By Justine Irish D. Tabile, Reporter
THE retail industry said international online sellers should be taxed equally compared with physical stores in the Philippines, noting that the industry is disadvantaged when online sellers’ transactions go untaxed.
Philippine Retailers Association President Roberto S. Claudio said one bill he had hoped that President Ferdinand R. Marcos, Jr. would highlight during his third State of the Nation Address was for a measure that would impose value-added tax (VAT) on online transactions.
“I wish that the proposed bill to impose VAT on all online transactions of foreign merchants in marketplaces would have been prioritized to earn more revenue for the government,” Mr. Claudio told BusinessWorld via Viber.
Mr. Claudio said that a tennis racquet sold by his sporting goods business is charged 12% VAT, while an online merchant from China selling the same tennis racquet is subject only to 1% withholding tax.
“Can you not see the unlevel playing field that the government has created with store retailers and Chinese online retailers?,” he said.
“Online transactions are running in the billions now. Imagine how much the government is losing in terms of tax revenue,” he added.

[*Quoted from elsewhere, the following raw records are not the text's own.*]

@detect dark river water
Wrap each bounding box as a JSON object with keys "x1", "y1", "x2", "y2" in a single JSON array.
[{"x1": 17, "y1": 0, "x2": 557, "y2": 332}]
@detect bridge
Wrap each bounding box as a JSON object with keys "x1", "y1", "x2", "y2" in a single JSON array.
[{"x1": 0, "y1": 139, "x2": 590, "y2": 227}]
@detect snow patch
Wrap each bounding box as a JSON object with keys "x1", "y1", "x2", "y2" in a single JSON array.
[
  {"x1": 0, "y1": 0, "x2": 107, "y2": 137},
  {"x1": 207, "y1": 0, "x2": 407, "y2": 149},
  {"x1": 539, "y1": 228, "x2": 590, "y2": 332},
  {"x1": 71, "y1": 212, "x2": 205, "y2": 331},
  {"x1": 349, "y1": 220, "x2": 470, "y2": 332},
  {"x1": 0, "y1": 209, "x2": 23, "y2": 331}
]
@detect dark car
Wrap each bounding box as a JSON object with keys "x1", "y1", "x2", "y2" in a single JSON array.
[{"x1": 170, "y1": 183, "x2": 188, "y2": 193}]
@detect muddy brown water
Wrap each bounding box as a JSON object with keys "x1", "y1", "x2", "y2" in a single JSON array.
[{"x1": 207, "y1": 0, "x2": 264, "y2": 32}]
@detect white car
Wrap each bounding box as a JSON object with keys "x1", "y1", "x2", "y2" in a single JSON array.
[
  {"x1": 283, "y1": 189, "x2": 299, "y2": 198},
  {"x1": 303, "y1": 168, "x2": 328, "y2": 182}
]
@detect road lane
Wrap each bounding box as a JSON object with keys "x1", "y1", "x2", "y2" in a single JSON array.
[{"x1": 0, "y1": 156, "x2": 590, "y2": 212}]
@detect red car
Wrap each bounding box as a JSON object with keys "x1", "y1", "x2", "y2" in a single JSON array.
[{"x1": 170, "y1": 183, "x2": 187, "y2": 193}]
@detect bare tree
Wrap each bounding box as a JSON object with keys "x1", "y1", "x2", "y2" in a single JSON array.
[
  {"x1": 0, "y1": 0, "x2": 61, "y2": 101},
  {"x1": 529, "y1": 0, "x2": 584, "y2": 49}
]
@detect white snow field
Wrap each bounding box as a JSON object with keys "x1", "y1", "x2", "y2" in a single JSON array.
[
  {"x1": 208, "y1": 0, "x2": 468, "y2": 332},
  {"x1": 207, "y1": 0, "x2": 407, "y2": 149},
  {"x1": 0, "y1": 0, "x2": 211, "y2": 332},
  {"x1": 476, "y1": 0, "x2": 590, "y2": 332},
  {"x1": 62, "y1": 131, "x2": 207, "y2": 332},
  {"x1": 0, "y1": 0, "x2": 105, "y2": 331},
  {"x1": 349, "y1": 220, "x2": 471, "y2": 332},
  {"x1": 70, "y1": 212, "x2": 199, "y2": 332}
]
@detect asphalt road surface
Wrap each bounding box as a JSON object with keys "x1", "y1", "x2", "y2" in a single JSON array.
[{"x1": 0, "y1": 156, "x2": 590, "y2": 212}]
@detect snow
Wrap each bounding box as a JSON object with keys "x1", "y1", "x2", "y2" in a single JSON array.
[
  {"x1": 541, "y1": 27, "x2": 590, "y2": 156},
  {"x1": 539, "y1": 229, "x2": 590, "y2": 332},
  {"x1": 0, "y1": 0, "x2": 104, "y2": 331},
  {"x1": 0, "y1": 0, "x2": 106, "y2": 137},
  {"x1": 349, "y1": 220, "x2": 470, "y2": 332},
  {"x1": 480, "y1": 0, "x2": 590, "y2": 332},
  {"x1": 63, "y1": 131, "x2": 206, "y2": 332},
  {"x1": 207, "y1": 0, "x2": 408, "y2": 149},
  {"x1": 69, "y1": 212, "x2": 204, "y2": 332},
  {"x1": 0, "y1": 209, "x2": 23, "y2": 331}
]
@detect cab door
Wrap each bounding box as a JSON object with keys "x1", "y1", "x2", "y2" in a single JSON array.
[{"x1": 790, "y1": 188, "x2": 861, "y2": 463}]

On July 15, the Bureau of Internal Revenue (BIR) started collecting a withholding tax on online platforms and sellers through Revenue Memorandum Circular 79-2024.
The BIR granted an extension for online sellers to comply with Revenue Regulations (RR) 16-2023, which imposed a withholding tax of 1% on half of the gross remittances by e-marketplace operators to sellers and merchants.
The regulations cover marketplaces for online shopping, food delivery, lodging accommodation booking services, and other online marketplaces.
Despite the RR’s purpose of leveling the playing field between brick-and-mortar stores and online marketplaces, Mr. Claudio said that it is still not enough.
“It’s completely unfair to local retailers. Our contention is that online Chinese retailers must be subjected to the same conditions imposed on local retailers, such as in the areas of taxation, duties, intellectual property, consumer protection, and product standards,” he added.
Separately, Philippine Chamber of Commerce and Industry President Enunina V. Mangio said that most of the transactions done through e-commerce platforms are not monitored as thoroughly as those of brick-and-mortar retailers.
“All our offline retailers pay their taxes, but those selling online who adopt the same pricing for the same products are not monitored to see whether they are paying taxes or not,” she said.
“So what we want is for the government to charge e-commerce sellers the right taxes, or whatever it is that is being paid by offline retailers,” she added.
She said that the imposition of a 1% withholding tax is a welcome move, signaling that online transactions will now be monitored.
A report by Google, Temasek Holdings and Bain & Co. projected the Philippine digital economy’s growth at between $80 billion and $150 billion in gross merchandise value by 2030.
Around $60 billion of the total is expected to come from e-commerce, with transport and food generating $5 billion, online travel $5 billion, and online media $10 billion.